# dry fertilizer



## myraymond (Jul 21, 2008)

I am wondering where you guys buy the dry fertilizer? from Hydroponics? I see they have a six compact pack for sale : 
http://www.businessvision.net/Edge/Main.asp?D=%7BE7320082%2D38ED%2D4A59%2D9244%2DEB38CCBCC194%7D&PageType=Product&SKU=NUT007.

Is that pack containing everything I need for fertilizing in the planted tank? Thanks for advising.


----------



## Mr Fishies (Sep 21, 2007)

myraymond said:


> I am wondering where you guys buy the dry fertilizer? from Hydroponics? I see they have a six compact pack for sale : http://www.businessvision.net/Edge/Main.asp?D={B14F65DB-75B2-446A-81E5-5B263CB01E2E}&PageType=Product&SKU=NUT007.
> 
> Is that pack containing everything I need for fertilizing in the planted tank? Thanks for advising.


You should be able to find everything you need at any of the Homegrown or Hydrotech hydroponics shops. But you may not want/don't really need all 6 items depending on the fertilizer "philosophy" you decide to follow. You can start with KNO3, KH2PO4 and Trace mix, then add others if you feel the need.

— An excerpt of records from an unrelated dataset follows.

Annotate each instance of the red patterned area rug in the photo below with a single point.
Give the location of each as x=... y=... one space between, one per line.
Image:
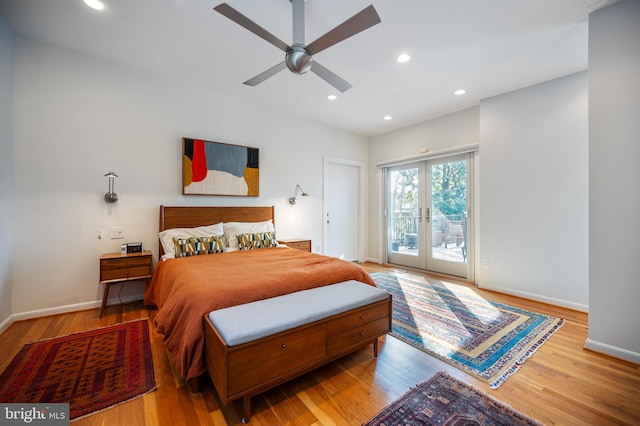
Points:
x=91 y=371
x=444 y=400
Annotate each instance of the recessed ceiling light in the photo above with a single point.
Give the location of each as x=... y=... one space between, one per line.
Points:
x=94 y=4
x=404 y=57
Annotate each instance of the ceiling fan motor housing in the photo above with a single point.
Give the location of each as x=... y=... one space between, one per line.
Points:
x=298 y=59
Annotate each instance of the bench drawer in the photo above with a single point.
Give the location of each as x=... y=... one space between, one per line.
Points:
x=355 y=336
x=358 y=317
x=258 y=362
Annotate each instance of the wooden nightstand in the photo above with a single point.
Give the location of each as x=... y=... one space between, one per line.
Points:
x=297 y=243
x=116 y=268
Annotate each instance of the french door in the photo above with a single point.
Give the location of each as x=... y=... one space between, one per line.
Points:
x=427 y=215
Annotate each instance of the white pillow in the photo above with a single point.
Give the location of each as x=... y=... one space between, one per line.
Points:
x=231 y=229
x=167 y=236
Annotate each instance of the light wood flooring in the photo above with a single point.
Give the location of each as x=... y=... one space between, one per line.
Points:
x=562 y=384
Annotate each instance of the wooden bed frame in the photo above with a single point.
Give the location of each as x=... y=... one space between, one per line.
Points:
x=352 y=330
x=193 y=216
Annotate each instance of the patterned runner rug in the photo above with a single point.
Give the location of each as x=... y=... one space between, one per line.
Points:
x=91 y=371
x=444 y=400
x=486 y=339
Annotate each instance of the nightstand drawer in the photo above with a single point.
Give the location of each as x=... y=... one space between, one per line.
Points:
x=125 y=273
x=126 y=262
x=125 y=267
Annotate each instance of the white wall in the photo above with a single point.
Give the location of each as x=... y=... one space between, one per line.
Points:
x=614 y=158
x=76 y=118
x=450 y=131
x=6 y=236
x=534 y=192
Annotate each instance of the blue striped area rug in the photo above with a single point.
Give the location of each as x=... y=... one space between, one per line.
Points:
x=486 y=339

Darkblade48 has a good post on starting a planted tank, with links to fertilizing regimes: http://www.gtaaquaria.com/forum/showthread.php?t=3771

One item he does not link to is a thread on TheBarrReport called "EI Light..." that kind of distills it down to a user friendly "formula": http://www.barrreport.com/estimative-index/2819-ei-light-those-less-techy-folks.html

I do low tech soil based tanks or I follow EI so I can't comment on other methods.

HTH.


----------



## jimmyjam (Nov 6, 2007)

*hey*

yup I buy from that store, and it works fine for me.


----------



## gucci17 (Oct 11, 2007)

That's what I have used before as well which I still have a bunch left over. I'm actually thinking of getting back into planted tanks...


----------